First off I'd like to say what a great forum you have here.

Well let's jump off the topic at hand. 

Ok, my dad has a 2001 F-150 and would like to know if he puts the 7700 torsion bars on, well Ford then allow him to pull and not void the warrenty. 

Second, will 7700 torsion bars be enough for the front end or should we but the tembren's on the front too. How do they affect the ride off the truck? My dad would like to buy at least two for the back of the truck because we tow a trailer that's pretty heavy and it would greatly help the back suspension, or at least that's what I gather from there site.

Third, my dad and I have decided to get a Blizzard plow. I would like prices on the 680 LT (if it will fit the truck) and the price on the 760 LD. The plow will not be used for bussinesses, but rather for personal use mainly with some driveways during bigger storms. If I buy a plow in the middle of summer brand new, do you think the dealer will come down alot or will it still be expensive. 
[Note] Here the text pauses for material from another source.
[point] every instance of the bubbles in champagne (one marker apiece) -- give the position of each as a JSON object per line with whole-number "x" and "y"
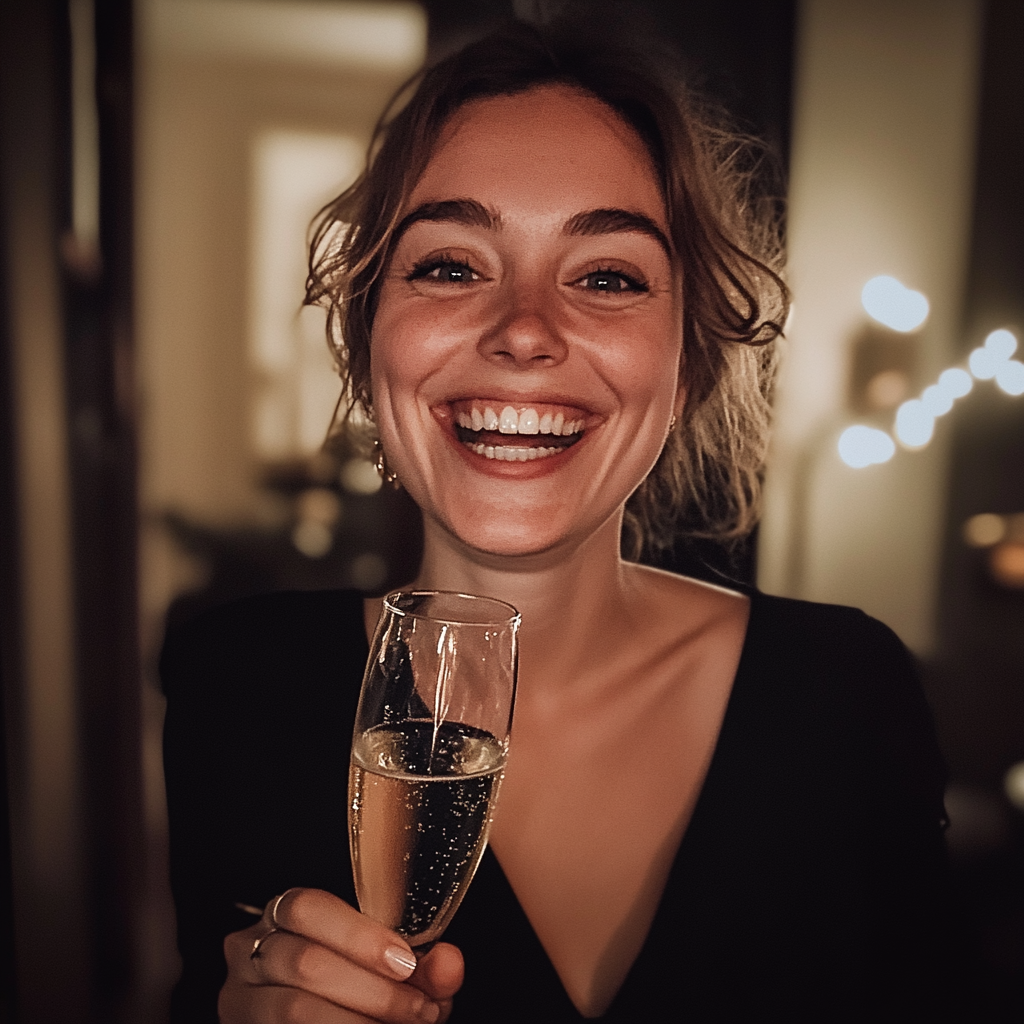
{"x": 421, "y": 800}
Thanks for all your help now becuase this decision will help me decide how much money I got to save up for summer. (I got to pay for half of the plow)


----------



## harley hauler (Nov 20, 2003)

A:\Mvc-001f.jpg


----------



## Hiwire (Nov 28, 2003)

changing torsion bars wont help your warrantee. If the truck is an F150 and is not a #7700, a plow will void your warrantee. Not saying you cant do it or that it wont handle it, just that its unlikely Ford would back any repair work that they could say was caused by having a plow on it.
Ray


----------



## RamesesSnow23 (Jan 4, 2004)

Timbrens will not affect the ride too much i have them in the front of my F-150. Not sure about the warrenty, i think you'll be ok with the 7700. I would say go with the 760 Blizzard if its not too heavy for the front axel. Good choice with blizzard they are nice plows.


----------



## articzap (Feb 1, 2004)

Hey, thanks for all the responses. On Ford's site it says that an F-150 equipped with 7700 from factory can hold no more then a 700lbs plow. So the 760 LD should be fine. Anyone got an idea of prices on this plow?


----------